I legali del sindaco di Sperlonga avevano chiesto la scarcerazione, che oggi è stata rigettata dal Gip Giuseppe Cario. Oggi intanto si sono difesi Domenico D'Achille e Gianpietro De Biaggio. Ieri Mauro Ferrazzano ha invece parlato davanti al pm

Resta in carcere il sindaco di Sperlonga Armando Cusani, arrestato il 16 gennaio dai carabinieri del Comando Provinciale nell’ambito dell’operazione Tiberio. I legali dell’ex presidente della Provincia avevano avanzato la richiesta di scarcerazione, che oggi è stata rigettata dal Gip del tribunale di Latina Giuseppe Cario.  Per Cusani ora si discuterà un’udienza davanti al tribunale del Riesame di Roma, chiamato a decidere sulla richiesta di annullamento dell’ordinanza di carcerazione.
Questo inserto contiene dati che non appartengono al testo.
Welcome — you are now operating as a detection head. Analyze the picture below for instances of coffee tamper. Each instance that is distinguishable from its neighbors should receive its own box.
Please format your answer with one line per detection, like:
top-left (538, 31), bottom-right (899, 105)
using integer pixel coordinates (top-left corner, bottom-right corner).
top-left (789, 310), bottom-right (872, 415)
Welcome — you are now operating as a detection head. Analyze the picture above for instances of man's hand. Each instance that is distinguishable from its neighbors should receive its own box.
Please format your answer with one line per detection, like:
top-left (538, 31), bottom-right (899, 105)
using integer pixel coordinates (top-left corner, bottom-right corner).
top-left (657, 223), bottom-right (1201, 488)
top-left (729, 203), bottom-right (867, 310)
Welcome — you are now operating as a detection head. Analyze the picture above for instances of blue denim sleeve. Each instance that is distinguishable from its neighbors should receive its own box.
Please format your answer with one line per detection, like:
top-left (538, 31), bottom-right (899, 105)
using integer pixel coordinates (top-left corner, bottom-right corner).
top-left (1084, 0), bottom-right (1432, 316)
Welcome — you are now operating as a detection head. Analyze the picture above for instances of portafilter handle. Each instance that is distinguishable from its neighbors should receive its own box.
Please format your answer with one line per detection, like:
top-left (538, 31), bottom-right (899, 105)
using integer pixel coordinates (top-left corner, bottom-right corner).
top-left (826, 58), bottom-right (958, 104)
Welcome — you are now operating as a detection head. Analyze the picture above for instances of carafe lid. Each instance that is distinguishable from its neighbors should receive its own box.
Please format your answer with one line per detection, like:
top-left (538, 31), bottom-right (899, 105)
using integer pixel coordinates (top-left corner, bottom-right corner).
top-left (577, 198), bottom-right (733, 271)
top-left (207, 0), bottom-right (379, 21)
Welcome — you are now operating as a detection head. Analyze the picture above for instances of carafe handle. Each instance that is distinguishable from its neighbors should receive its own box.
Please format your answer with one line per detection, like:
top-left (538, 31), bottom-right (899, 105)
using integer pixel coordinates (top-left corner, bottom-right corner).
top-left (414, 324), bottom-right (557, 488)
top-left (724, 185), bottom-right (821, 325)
Intanto, questa mattina sono comparsi davanti al Gip due deli arrestati che si trovano ai domiciliari: Domenico D’Achille, ingegnere e capo dell’ufficio tecnico del settore Lavori Pubblici del Comune di Priverno, e Gianpietro De Biaggio, responsabile dell’ufficio tecnico del Comune di Prossedi.

Entrambi hanno scelto di parlare e rispondere alle domande del giudice. Si sono difesi e hanno fornito al Gip chiarimenti rispetto alle accuse contestate nelle carte dell’inchiesta.

Intanto proprio ieri un altro degli arrestati, Mauro Ferrazzano, 46 anni, imprenditore di Nettuno finito in carcere, difeso dagli avvocati Luigi Di Mambro e Renato Archidiacono, ha deciso di parlare. Un interrogatorio durato diverse ore davanti al sostituto procuratore Valerio De Luca. Durante l’interrogatorio di garanzia invece Ferrazzano si era avvalso della facoltà di non rispondere.